Wes Stover
Stunt Coordinator
- Joined
- Nov 26, 2001
- Messages
- 52
The TX-DS989 does upsampling also as well as the Integra DTR-9.1. No surprise...
However, I have little firsthand experience with upsampling, as I said, so I cannot say one way or the other whether upsampling is beneficial.It is also entirely possible that it will work better with some systems/components/tastes than with others.
It is also entirely possible that it will work better with some systems/components/tastes than with others.Absolutely. As I said in other posts, I wonder how well the Onkyo receivers implement upsampling. Furthermore, I would expect the Musical Fidelity A324 DAC at $1200 to handle upsampling better than the $299 upsampling board for the Ah! Njoe Tjoeb 4000 player. As I said, I will be doing upsampling on the cheap!
Perhaps you should write a letter to Stereophile voicing your objection.Yeah, like that'd work. They must get hundreds of letters a week pointing out how daft some of the stuff they write is.
Quite possible. Based on your knowledge and understanding, you will try some devices and reject others that don't make sense. I do the same, everyone does. And like you said, at the end, all that matters is if it sounds better or not.less said:Quote:
Mark seems to have a much better understanding of the issues involved, so maybe he can help us out here....or maybe I'm just a better bluffer.
I'll see if I can make my point a bit clearer. Imagine, if you will, a line of wooden posts of various heights spaced 1m apart, holding up a gently curving metal beam.

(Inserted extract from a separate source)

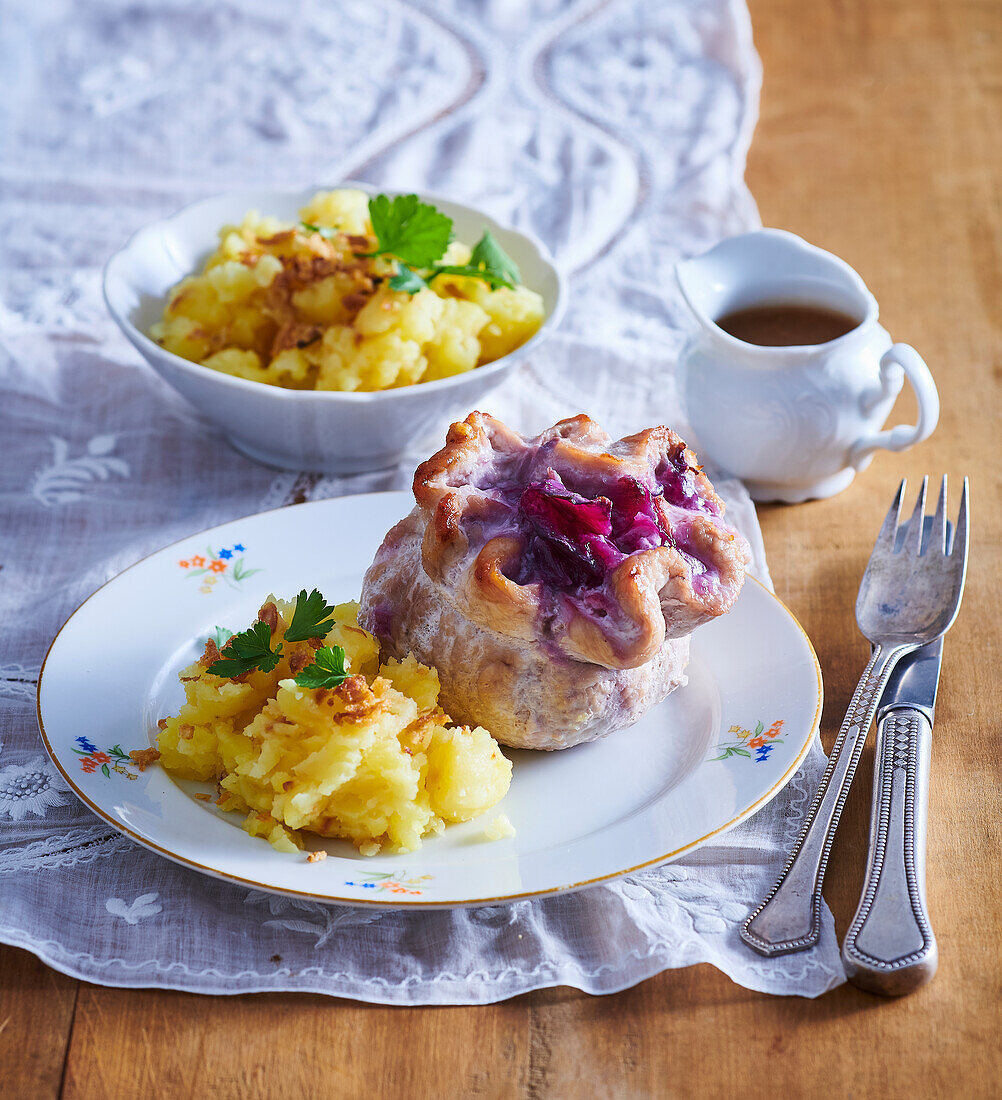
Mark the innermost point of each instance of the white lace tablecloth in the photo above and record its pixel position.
(617, 132)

OK. The beam is the original analogue waveform, and the posts are the digital samples. The CD stores the post heights only - the exact shape of the curved beam is lost. This is what determines the maximum frequency response of a data stream - very abrupt changes in the beam's shape cannot be reconstructed given only the post heights.

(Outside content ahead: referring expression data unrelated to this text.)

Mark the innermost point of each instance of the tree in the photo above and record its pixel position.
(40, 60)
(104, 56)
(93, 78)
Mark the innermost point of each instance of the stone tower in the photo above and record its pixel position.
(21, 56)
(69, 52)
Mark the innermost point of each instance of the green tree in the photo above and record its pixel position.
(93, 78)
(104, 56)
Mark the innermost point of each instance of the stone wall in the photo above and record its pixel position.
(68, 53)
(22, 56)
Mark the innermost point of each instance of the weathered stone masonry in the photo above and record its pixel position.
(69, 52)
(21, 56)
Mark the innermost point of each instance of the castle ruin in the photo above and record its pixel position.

Now, once you have your CD with post heights stored on it, you cannot do anything to learn any more about the beam's original shape than use these post heights to guess the "best fit" shape. That is what the DAC does, using tricks like cubic interpolation to try to fit a curve to all the points.

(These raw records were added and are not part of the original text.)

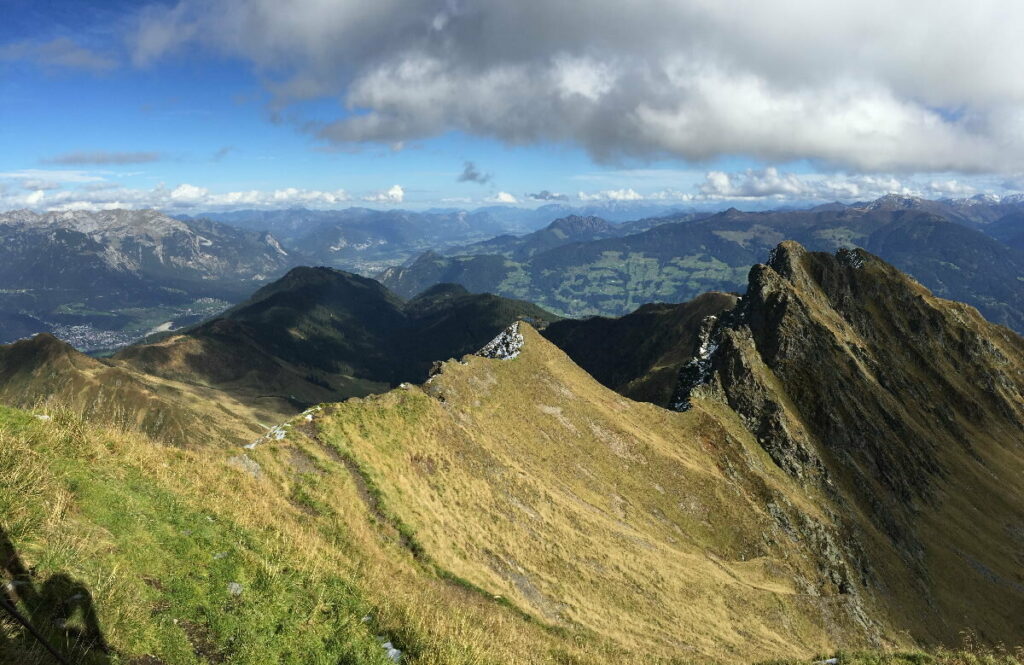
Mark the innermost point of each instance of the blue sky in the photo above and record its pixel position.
(225, 105)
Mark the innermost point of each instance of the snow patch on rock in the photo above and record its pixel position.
(698, 370)
(851, 257)
(506, 345)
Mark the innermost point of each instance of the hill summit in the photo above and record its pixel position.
(843, 470)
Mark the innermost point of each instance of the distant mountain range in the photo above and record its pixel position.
(102, 280)
(841, 469)
(124, 271)
(577, 268)
(366, 240)
(321, 335)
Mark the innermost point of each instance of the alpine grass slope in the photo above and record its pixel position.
(847, 473)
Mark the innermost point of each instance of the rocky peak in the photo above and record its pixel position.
(574, 224)
(506, 345)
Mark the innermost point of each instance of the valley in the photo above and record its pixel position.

Simple upsampling to a multiple of the original frequency (such as 44.1 to 88.2) involves building the posts from the CD, then working out intermediate post heights halfway between the originals, then trying to fit a better curve. As the DAC's curve-fitting algorithms are fairly complex, it can be easier to perform some of it digitally. Think about it like an artist - the upsampling draws in extra, guessed construction lines before the freehand curve is drawn. This can be easier but not necessarily more accurate.
Upsampling to a non-integer multiple (such as 44.1 to 192) involves building the original posts from the CD, then putting in an adjacent line of posts at a different spacing (nine new within the space of four old for 44.1 to 192) whilst trying to calculate the appropriate heights. Then the old posts are removed and the curve fitted to the new, mostly guessed posts.
This must be worse than (or at best, equal to) the first case, which at least retains the original data. The question is whether the approximations involved in building the new line of posts (the resampling + high-rate DAC) are greater than the approximations the freehand artist makes trying to fit a curve to the more widely-spaced original posts (the original low-rate DAC).
I hope that helps clarify the issues involved with sampling rate changes - I haven't touched on bit resolution here. I am not saying that it is not possible for a 16/44.1 signal to sound better when up/resampled to 24/192 before playing when comparing two specific systems; I am stating that the method is not inherently capable of superior D-A conversion.
I still think the main reason would be for DAC simplicity - the design and engineering work can go into making a top notch 24/192 DAC without having to patch in legacy support for 16/44.1. It's really a piece of value engineering on the manufacturers' part rather than a tweak for the golden-ears brigade, but it's a known fact that golden ears rarely listen to reason.